Bloomberg has hired evaluations business veteran John Lynch to head the team of analysts. Lynch previously ran the EJV (Electronic Joint Venture) evaluations data provider before and during its ownership by Bridge Information Systems. EJV is now owned by Reuters – it was one of the key components it secured through the Bridge acquisition – and forms the backbone of Reuters’ recent push in the evaluations space (Reference Data Review, September 2005).

The evaluations data initiative will significantly bolster Bloomberg’s pricing data offering across the enterprise, by using analysts to hand price and validate pricing, and adjust models in real time based on changing market conditions. This will be an improvement on its current ‘blackbox’ approach to pricing illiquid securities where it uses computerised models to calculate a price based on a number of generic inputs. This approach fills holes in the range of coverage but it does not provide a high degree of accuracy or reliability to clients, which is becoming increasingly important in today’s regulatory environment, hence the growing acceptance for evaluated pricing.

It also plays to Bloomberg’s strengths as a dominant provider in fixed income data, the asset class with the highest degree of illiquid securities in need of pricing.

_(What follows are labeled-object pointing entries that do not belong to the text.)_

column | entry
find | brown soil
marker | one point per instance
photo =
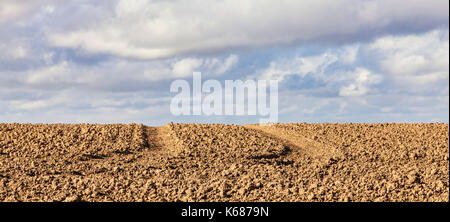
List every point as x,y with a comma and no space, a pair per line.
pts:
201,162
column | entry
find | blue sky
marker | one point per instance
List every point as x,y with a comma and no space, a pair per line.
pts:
113,61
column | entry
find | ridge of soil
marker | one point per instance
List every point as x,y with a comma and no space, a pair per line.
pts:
217,162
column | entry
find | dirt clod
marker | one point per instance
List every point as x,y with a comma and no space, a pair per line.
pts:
216,162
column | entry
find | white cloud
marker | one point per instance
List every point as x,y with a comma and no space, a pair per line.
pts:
314,65
13,9
363,78
212,66
416,59
13,51
158,29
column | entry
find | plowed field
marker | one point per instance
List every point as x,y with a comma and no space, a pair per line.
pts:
215,162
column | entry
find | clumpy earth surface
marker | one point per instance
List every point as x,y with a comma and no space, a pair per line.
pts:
214,162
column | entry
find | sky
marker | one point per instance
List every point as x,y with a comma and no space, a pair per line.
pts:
84,61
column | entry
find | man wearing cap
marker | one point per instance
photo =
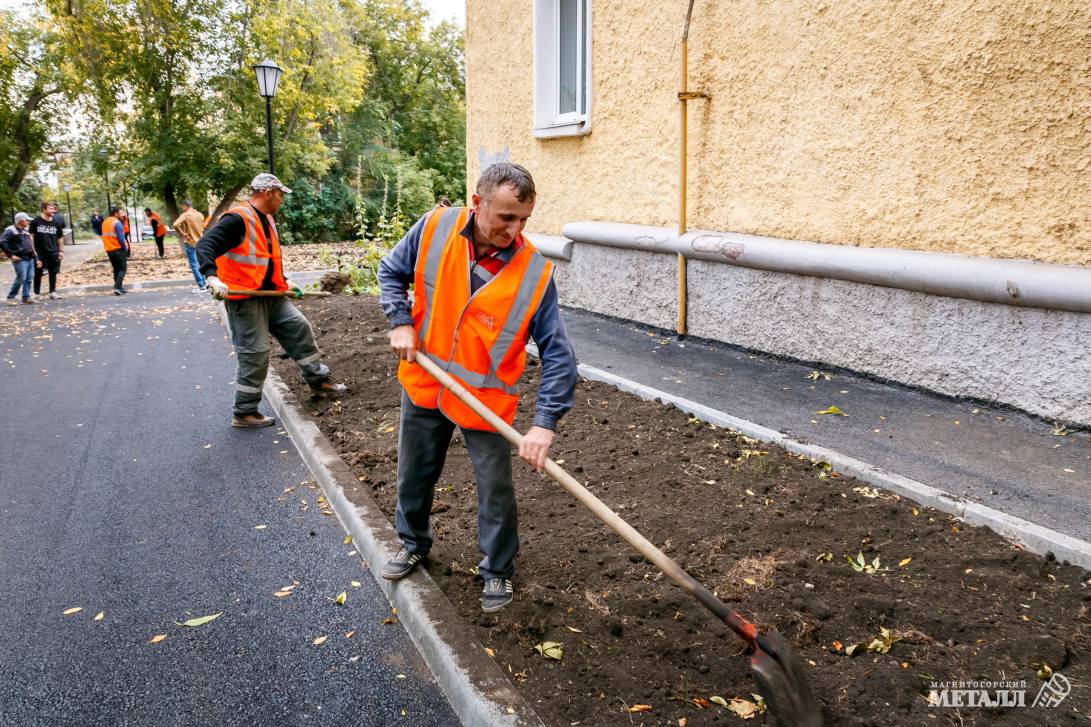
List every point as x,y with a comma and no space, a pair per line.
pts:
18,247
242,252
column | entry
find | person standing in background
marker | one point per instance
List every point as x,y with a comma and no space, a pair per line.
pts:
190,227
16,246
49,247
158,230
117,248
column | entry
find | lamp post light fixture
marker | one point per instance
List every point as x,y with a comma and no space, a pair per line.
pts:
71,221
267,73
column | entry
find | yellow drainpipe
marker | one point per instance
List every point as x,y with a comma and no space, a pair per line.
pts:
684,96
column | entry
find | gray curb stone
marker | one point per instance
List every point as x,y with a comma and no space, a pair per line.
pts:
1030,536
478,691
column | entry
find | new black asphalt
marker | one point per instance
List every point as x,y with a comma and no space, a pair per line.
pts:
124,492
1009,461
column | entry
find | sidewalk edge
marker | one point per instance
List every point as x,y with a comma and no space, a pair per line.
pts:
478,691
1029,535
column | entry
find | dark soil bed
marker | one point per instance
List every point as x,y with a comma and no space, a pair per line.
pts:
750,521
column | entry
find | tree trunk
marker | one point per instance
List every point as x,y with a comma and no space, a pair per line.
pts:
226,203
170,200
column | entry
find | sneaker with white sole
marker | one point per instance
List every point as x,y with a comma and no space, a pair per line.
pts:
498,593
402,564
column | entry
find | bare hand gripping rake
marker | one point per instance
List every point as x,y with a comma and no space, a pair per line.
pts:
779,676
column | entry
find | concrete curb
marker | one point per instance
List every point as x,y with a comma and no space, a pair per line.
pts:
479,692
1033,537
306,277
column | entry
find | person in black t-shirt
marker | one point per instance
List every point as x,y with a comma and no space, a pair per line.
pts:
49,246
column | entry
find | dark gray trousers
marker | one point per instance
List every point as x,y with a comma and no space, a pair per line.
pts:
423,438
252,321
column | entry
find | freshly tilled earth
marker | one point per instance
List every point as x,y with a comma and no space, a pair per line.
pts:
767,531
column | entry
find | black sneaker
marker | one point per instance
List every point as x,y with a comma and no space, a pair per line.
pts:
402,564
498,593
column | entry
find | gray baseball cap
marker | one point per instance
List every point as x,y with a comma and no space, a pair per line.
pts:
265,181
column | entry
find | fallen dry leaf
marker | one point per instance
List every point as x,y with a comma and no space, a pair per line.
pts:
200,621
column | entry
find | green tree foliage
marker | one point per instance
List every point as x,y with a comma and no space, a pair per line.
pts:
35,78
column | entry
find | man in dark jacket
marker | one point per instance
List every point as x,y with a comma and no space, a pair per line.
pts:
49,246
18,247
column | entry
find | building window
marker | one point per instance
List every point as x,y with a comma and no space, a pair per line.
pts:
562,68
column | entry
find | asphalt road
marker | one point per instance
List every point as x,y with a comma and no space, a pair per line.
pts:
124,491
1003,459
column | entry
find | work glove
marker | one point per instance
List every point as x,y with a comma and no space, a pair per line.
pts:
216,287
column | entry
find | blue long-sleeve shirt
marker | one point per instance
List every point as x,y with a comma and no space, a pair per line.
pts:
558,388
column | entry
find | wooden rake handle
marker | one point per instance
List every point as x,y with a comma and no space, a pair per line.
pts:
279,294
745,630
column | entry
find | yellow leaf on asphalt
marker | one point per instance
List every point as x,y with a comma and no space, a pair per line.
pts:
200,621
832,409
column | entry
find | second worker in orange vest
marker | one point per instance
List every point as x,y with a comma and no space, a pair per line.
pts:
242,252
480,292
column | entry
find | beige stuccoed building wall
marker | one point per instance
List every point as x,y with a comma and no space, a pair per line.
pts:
954,127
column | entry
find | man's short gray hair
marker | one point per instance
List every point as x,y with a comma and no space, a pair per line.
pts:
505,173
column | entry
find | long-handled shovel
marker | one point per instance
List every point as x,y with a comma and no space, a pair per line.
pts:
279,294
779,677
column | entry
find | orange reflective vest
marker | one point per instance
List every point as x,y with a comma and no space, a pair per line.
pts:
160,229
110,241
244,265
478,338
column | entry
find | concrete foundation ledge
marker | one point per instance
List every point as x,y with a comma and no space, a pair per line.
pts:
479,692
1029,535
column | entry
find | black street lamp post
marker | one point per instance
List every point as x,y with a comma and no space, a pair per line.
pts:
267,73
71,221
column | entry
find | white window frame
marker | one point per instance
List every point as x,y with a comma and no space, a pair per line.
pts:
549,122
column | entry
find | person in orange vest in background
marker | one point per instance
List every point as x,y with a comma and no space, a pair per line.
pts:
117,248
158,230
242,252
129,237
480,292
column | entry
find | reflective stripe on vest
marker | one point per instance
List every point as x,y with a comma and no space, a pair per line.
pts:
110,241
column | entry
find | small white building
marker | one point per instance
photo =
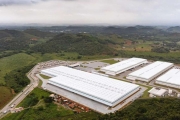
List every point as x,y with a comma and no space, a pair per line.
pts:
157,92
150,72
122,66
170,78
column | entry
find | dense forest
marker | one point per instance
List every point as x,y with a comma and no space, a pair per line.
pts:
80,43
17,79
148,109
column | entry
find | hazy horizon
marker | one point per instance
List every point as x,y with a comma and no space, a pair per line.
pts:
90,12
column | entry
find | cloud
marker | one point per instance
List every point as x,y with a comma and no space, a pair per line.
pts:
18,2
108,12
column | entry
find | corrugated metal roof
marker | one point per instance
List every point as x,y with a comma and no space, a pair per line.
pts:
172,77
99,88
151,70
124,64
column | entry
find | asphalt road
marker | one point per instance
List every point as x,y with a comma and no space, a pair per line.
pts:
23,94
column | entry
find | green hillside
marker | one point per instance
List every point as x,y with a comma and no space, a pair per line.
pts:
13,62
80,43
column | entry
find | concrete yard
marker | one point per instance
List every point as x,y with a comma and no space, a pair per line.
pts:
101,108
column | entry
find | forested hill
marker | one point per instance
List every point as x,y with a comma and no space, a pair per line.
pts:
21,40
39,33
83,44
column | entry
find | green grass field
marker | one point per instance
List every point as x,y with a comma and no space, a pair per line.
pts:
38,92
44,76
48,111
5,95
13,62
8,64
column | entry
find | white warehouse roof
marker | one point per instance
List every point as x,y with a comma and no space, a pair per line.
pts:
157,91
123,66
99,88
170,78
151,71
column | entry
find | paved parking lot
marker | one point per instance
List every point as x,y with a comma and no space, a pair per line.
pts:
91,103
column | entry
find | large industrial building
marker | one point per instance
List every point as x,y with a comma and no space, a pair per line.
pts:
150,72
101,89
122,66
170,78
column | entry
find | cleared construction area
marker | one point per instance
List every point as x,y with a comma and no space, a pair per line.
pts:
123,66
150,72
170,78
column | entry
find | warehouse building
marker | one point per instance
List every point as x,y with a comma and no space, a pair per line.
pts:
102,89
170,78
96,92
150,72
122,66
157,92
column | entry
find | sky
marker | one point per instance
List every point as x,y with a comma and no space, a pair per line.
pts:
90,12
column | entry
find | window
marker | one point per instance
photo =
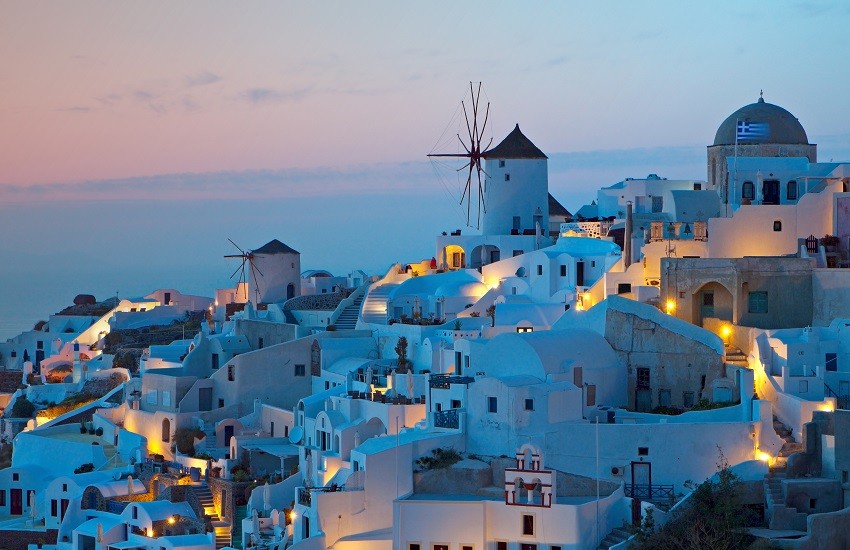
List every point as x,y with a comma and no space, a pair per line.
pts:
643,378
791,191
757,302
831,361
748,190
528,524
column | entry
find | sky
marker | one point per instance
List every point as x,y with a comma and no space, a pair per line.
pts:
137,137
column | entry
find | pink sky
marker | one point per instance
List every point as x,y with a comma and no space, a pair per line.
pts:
93,90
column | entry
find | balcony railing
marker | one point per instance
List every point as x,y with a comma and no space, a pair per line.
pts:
650,492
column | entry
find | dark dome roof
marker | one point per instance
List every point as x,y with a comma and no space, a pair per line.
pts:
775,125
515,146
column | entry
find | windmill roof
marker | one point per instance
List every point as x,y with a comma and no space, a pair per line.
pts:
275,247
515,146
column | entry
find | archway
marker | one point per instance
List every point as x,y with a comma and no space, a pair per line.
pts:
712,300
455,257
483,255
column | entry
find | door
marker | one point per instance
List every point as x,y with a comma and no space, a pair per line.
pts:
16,505
770,190
707,309
205,399
641,475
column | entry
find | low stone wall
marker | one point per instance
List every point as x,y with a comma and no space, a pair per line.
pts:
20,540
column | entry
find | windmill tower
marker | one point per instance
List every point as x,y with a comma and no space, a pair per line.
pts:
517,187
275,272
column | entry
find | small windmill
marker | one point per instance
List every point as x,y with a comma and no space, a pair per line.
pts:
247,258
473,152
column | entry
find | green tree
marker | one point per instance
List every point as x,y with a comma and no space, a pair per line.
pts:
713,517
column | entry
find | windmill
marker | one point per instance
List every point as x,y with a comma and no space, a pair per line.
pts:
473,152
247,258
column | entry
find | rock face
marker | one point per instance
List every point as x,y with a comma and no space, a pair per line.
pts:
84,300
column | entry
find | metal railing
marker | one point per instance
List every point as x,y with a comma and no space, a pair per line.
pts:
650,492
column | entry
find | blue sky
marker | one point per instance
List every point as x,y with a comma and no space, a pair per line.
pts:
143,135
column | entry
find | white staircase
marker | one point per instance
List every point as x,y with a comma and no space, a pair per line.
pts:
375,304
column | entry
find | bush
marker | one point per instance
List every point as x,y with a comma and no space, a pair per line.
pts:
439,459
88,467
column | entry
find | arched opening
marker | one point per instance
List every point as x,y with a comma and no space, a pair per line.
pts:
166,430
483,255
711,300
455,257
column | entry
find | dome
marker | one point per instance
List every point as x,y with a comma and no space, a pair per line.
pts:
768,123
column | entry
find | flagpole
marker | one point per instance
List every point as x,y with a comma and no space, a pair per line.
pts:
735,178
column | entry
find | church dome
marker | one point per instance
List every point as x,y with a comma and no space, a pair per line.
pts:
759,123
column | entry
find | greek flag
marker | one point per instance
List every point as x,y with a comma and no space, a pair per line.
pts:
752,130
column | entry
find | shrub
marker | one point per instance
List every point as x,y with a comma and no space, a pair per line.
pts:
88,467
439,459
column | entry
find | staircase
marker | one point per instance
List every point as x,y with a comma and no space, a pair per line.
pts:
220,528
347,319
375,304
615,537
778,514
241,513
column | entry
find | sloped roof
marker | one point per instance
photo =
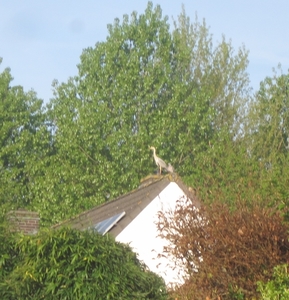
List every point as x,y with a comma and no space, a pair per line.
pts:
131,203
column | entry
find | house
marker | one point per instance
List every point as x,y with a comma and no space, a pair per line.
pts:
132,219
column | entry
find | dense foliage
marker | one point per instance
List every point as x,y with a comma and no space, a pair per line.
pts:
69,264
149,84
224,253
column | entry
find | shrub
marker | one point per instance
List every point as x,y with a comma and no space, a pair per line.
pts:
69,264
224,252
278,287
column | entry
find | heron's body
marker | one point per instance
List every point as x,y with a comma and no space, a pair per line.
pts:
159,162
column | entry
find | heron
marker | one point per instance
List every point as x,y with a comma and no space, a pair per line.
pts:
159,162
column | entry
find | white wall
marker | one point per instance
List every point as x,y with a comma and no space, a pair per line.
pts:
142,235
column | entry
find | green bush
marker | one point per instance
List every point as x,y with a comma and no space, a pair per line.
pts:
69,264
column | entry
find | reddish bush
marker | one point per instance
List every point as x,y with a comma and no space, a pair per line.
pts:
224,252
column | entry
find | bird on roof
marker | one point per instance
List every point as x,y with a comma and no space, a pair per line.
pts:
159,162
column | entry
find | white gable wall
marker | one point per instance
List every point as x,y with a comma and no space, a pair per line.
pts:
142,234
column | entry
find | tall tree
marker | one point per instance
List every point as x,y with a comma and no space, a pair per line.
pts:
23,141
145,85
269,136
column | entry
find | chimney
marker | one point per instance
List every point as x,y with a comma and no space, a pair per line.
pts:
24,221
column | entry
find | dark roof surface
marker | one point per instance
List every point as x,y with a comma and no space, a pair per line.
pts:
132,204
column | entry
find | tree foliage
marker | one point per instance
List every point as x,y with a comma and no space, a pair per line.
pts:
224,253
69,264
145,85
24,142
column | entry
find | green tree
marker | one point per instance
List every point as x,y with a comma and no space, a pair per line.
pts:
24,140
146,85
70,264
268,137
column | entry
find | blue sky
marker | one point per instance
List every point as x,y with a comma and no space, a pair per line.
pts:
43,40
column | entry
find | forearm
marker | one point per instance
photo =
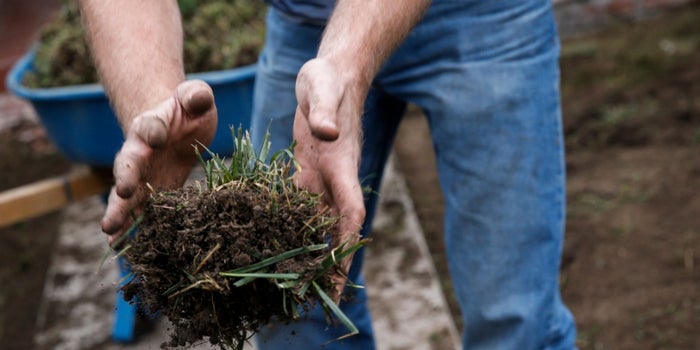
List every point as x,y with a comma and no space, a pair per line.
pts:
137,48
361,34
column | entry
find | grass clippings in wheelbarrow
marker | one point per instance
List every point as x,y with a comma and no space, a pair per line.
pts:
224,258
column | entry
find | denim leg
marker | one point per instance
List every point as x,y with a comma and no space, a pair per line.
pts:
487,76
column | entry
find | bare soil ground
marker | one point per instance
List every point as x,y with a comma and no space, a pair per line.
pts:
630,274
631,106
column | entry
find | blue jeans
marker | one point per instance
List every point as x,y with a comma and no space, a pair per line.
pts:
486,75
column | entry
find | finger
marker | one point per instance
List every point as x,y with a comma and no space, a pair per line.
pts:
196,97
129,165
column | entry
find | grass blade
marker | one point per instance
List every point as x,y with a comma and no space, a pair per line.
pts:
328,302
275,259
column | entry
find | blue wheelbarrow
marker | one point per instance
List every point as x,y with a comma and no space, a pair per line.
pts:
80,122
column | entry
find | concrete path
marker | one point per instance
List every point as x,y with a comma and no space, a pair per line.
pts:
409,311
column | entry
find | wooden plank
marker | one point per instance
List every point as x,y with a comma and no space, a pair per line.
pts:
42,197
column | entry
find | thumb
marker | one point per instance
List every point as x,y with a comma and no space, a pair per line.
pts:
196,97
319,100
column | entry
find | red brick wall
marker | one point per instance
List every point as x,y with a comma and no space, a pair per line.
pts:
583,16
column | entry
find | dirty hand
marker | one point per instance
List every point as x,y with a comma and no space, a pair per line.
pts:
327,129
158,150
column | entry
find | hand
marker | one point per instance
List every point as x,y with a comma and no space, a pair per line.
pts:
328,132
158,150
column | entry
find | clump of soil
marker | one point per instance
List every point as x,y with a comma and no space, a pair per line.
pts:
219,34
220,262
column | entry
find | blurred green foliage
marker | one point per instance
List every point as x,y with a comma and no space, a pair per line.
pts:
219,34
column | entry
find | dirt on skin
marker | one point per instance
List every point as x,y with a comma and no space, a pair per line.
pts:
189,237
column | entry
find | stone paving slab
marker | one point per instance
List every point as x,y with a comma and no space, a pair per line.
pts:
408,307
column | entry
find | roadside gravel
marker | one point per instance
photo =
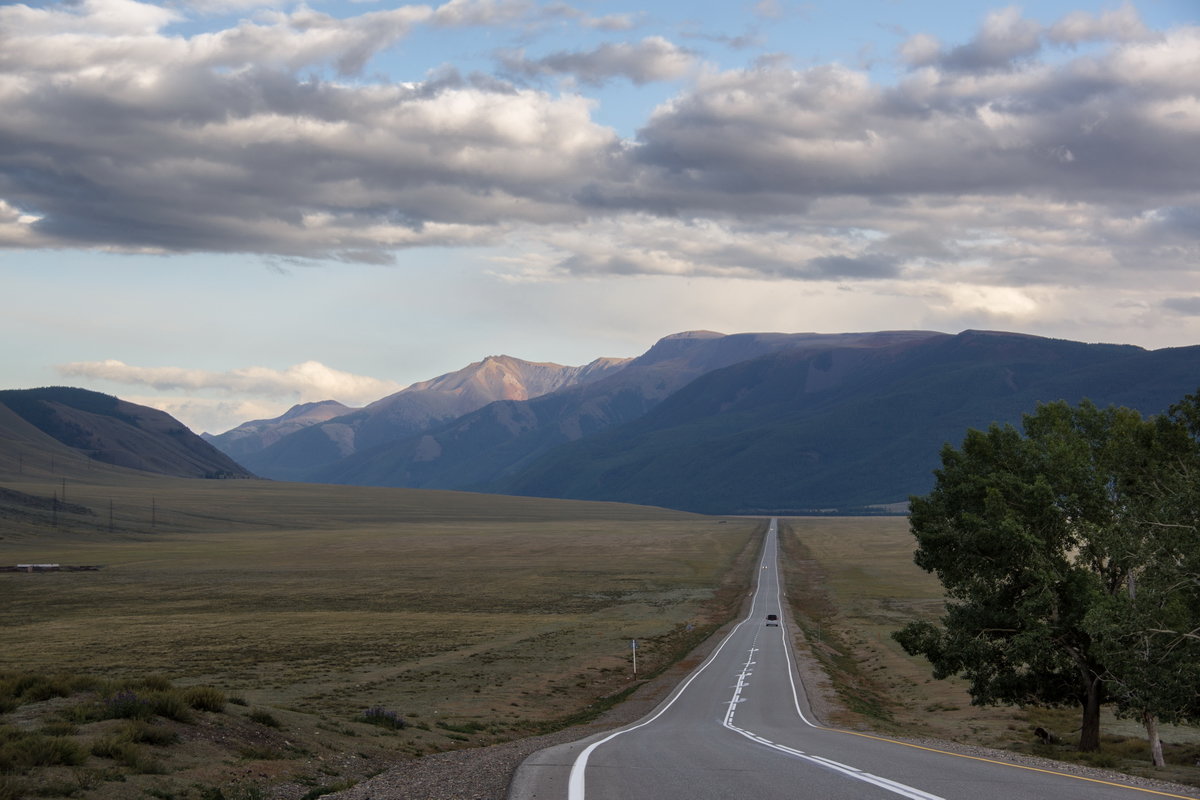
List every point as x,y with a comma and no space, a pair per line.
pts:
485,773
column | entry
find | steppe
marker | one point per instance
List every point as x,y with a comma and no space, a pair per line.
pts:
472,619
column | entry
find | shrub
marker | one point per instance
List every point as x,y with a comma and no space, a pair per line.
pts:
126,704
171,704
123,751
383,717
11,788
149,734
60,728
205,698
22,750
156,684
264,717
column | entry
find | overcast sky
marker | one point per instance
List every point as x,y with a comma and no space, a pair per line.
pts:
222,208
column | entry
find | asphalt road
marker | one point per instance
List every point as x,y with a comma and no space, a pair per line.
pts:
739,727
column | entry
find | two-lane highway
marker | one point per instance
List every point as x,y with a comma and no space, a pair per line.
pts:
739,727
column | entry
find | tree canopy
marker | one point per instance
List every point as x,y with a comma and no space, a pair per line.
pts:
1068,552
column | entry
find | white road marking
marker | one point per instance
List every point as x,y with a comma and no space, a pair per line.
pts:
575,787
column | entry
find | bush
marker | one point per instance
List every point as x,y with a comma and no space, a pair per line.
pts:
125,752
383,717
264,717
149,734
17,689
21,750
126,704
204,698
171,704
11,788
59,728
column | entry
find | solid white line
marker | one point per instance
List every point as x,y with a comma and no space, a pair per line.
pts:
845,769
575,785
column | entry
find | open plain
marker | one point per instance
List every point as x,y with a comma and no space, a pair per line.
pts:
472,619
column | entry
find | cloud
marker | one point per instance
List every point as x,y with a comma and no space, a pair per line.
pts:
652,59
1116,24
307,382
462,13
1183,306
987,163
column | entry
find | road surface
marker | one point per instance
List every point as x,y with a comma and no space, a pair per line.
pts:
739,727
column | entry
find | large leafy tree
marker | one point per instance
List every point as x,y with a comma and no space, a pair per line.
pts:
1031,534
1146,636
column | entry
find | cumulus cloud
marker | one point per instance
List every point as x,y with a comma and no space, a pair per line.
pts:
652,59
461,13
985,164
1185,306
1117,24
306,382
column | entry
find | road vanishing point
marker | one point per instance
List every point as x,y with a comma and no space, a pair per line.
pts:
739,727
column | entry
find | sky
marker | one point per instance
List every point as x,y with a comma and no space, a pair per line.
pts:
223,208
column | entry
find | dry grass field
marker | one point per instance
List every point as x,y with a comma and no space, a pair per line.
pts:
472,618
852,582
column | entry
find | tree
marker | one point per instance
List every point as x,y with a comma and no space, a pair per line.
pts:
1146,636
1030,534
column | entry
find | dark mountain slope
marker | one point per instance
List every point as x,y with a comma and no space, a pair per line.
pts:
115,432
503,437
252,437
804,429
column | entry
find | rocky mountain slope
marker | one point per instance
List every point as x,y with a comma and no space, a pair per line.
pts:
306,453
502,438
811,429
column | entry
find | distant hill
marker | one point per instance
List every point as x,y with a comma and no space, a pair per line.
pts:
485,446
307,452
115,432
843,428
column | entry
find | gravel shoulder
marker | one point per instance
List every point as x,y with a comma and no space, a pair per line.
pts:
485,773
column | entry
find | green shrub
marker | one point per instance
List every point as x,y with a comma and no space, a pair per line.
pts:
126,704
171,704
126,753
59,728
11,787
383,717
143,733
204,698
22,750
264,717
156,684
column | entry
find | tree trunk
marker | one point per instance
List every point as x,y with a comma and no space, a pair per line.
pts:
1090,732
1156,744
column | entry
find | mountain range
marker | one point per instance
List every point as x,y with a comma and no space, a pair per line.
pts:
702,421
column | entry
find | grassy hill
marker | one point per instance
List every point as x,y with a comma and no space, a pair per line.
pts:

It is not yet known whether Bloomberg will look at other areas, such as derivatives, highlighted as a segment desperately in need of independent pricing data, but the company is said to be in discussions with the likes of Numerix, a specialist provider of derivatives pricing engines, about potential partnerships.
Lynch will oversee a team of upwards of 50 people, according to sources, based primarily in Bloomberg’s data operations center in Princeton, New Jersey. It is also believed that some staff will be based in New York and London, suggesting an international flavour for the evaluations service. Lynch reports to Zackery Cohen, who is leading the product development efforts for Bloomberg.